Wary consumers avoid in-store spending in August.

Soaring temperatures and Brexit uncertainty meant Britain’s high street sales continued to melt in August, figures released today by accountancy and business advisory firm BDO LLP reveal.

According to the High Street Sales Tracker (HSST), like-for-like in-store sales dropped by -0.1% last month from an already gloomy base of -2.7% for August last year. 

The final week of the month resulted in a calamitous fall for in-store sales as record-setting temperatures singed sales into the bank holiday weekend. The result marks six months of negative like-for-like in-store sales this calendar year, as consumers tighten their belts in the face of mounting uncertainty. 

In-store lifestyle sales fell -1.8% in August from a flat base of 0.0% last year, culminating in 19 months of no growth for the category as retailers head into the crucial Christmas trading period on fragile footing. 

Despite back to school promotions kicking in, fashion in-store sales managed only a +0.9% boost in like-for-like sales in August from a weak base of -3.6% for the same month last year. 

Following an eight-month run of positive in-store sales, homewares failed to continue its pattern of encouraging results. In-store like-for-like sales fell by -0.8% from a very poor base of -6.1% for August 2018. 

The hottest summer on record didn’t halt online shoppers, however, with non-store sales increasing by +18.6% in August from a base of +13.7% for the equivalent month last year. The category continued to be a source of growth for the sector as retailers failed to convert rising footfall into in-store sales.  

Sophie Michael, Head of Retail and Wholesale at BDO LLP, said: “2019 continues to deliver bad news for the British high street, with crumbling consumer confidence and growing uncertainty discouraging discretionary spend. 

“Despite some improvement in footfall in the final week of August, retailers were unable to convert this into higher sales. With another worrying month of no growth and a Government distracted by Brexit negotiations and now a potential General Election, retailers are heading into the crucial Christmas period on very unsteady footing.”

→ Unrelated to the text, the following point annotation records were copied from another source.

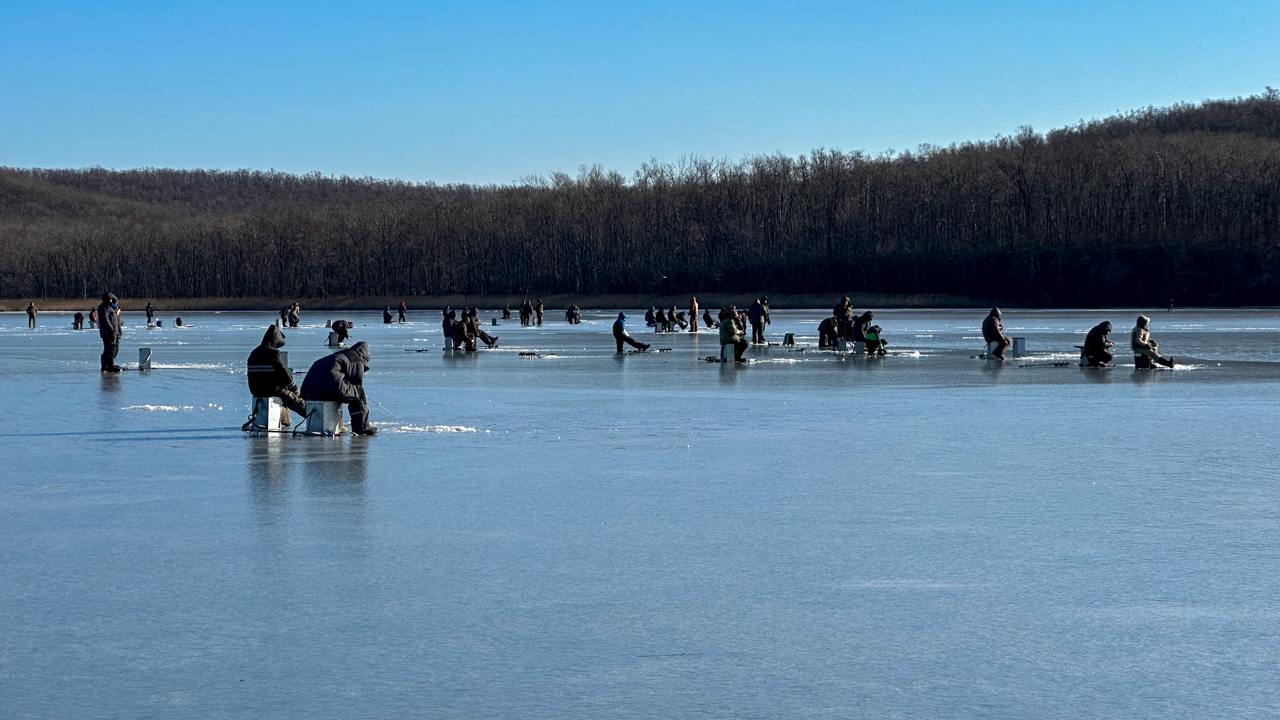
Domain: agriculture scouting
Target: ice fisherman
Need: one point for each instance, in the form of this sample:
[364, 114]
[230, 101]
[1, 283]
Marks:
[993, 335]
[1146, 350]
[269, 377]
[622, 336]
[1097, 345]
[341, 378]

Sophie added: “As the retail landscape changes, the pressure on traditional retailers to adapt is bigger than ever. However, recent research suggests retailers are failing to invest in their digital strategy and omnichannel offering despite the huge shift online.

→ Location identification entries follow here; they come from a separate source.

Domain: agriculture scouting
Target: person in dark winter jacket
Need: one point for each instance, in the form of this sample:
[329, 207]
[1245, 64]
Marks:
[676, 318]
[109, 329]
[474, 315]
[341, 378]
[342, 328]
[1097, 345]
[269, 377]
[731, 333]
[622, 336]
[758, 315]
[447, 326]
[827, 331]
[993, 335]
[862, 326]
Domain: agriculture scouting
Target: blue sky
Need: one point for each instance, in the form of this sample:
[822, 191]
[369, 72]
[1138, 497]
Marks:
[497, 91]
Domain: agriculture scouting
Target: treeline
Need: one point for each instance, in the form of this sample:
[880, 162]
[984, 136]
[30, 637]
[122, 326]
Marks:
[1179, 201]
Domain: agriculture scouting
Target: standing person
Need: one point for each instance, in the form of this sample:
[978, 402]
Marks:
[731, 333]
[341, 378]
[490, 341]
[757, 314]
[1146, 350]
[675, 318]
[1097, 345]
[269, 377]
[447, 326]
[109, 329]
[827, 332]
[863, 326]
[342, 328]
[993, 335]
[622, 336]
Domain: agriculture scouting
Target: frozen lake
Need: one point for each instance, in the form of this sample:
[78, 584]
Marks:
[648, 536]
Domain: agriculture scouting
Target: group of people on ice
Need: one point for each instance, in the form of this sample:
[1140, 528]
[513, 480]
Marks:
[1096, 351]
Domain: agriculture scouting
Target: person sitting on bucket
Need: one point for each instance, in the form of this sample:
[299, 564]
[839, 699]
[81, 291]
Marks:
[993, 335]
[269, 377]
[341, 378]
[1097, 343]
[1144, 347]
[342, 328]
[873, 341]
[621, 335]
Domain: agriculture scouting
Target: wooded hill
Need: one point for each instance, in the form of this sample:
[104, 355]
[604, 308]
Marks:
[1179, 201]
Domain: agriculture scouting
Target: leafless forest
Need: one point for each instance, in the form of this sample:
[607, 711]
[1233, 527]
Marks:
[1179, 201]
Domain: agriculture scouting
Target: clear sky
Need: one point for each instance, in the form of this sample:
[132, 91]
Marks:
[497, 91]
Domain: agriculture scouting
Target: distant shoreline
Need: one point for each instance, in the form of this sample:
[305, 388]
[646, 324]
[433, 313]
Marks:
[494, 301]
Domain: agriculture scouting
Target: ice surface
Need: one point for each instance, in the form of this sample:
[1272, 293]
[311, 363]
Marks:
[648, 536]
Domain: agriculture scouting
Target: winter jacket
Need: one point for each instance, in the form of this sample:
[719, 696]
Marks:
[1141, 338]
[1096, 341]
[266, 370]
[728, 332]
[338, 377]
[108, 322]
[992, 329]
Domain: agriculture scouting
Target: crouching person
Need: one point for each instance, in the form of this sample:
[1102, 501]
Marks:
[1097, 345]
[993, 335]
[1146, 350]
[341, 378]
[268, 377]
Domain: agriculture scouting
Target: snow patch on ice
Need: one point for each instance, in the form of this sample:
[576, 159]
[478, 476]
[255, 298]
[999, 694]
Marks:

“The current political and economic uncertainty is adding to the struggles of cash-strapped retailers and their increasing reluctance to make investment decisions. The sector is in desperate need for the government to take action, provide some clarity and give retailers the confidence to make the necessary investment to deliver long-term growth.”

Note to editors

Accountancy and business advisory firm BDO LLP provides integrated advice and solutions to help businesses navigate a changing world.

Our clients are Britain’s economic engine – ambitious, entrepreneurially-spirited and high growth businesses that fuel the economy. 

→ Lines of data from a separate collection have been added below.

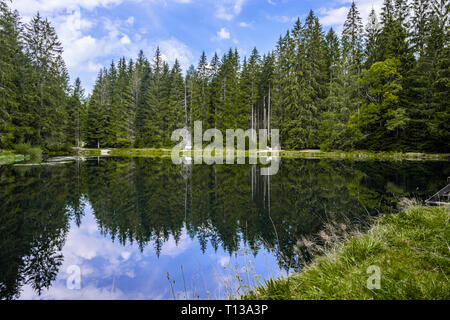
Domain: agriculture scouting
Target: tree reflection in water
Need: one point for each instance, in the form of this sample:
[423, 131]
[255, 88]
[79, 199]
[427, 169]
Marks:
[148, 200]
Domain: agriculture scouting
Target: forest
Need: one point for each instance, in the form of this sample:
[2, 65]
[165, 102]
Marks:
[380, 86]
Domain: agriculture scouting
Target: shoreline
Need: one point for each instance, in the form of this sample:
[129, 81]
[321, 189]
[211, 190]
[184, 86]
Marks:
[408, 248]
[307, 154]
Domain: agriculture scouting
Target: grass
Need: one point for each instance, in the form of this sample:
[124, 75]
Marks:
[35, 153]
[10, 156]
[411, 249]
[354, 155]
[365, 155]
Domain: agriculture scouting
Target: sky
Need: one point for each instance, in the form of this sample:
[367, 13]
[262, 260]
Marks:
[94, 32]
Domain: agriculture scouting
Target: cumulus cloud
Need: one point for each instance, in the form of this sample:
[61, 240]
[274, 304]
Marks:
[228, 9]
[223, 34]
[335, 16]
[90, 42]
[29, 7]
[244, 24]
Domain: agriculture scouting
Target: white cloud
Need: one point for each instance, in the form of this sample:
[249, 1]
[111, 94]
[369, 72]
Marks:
[30, 7]
[244, 24]
[228, 9]
[282, 19]
[130, 21]
[90, 42]
[336, 16]
[125, 40]
[172, 49]
[223, 34]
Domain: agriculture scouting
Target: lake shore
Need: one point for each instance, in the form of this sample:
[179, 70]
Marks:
[302, 154]
[9, 157]
[410, 249]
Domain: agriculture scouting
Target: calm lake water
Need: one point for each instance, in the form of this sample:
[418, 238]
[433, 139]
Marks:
[130, 223]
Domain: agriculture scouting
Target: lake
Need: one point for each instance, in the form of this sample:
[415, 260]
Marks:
[144, 228]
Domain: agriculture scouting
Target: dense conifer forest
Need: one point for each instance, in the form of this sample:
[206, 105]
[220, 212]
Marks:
[382, 86]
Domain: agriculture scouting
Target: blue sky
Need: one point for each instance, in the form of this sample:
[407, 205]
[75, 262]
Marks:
[93, 32]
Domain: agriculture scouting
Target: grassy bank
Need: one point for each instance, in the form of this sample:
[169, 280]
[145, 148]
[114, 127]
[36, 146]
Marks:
[365, 155]
[313, 154]
[411, 248]
[8, 157]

We share our clients’ ambitions and their entrepreneurial mind-set. We have the right combination of global reach, integrity and expertise to help them succeed. 

BDO LLP

BDO LLP operates in 17 offices across the UK, employing 5,000 people offering tax, audit and assurance, and a range of advisory services. BDO LLP has underlying revenues of £590m and is the UK member firm of the BDO International network.

BDO’s global network

The BDO global network provides business advisory services in 162 countries, with 80,000 people working out of 1,600 offices worldwide. It has revenues of $9bn. 

Contacts

Oliver Druttman, Sophie Isles or Erin Dodds
Tel: +44(0)20 7758 3900
Email: [email protected]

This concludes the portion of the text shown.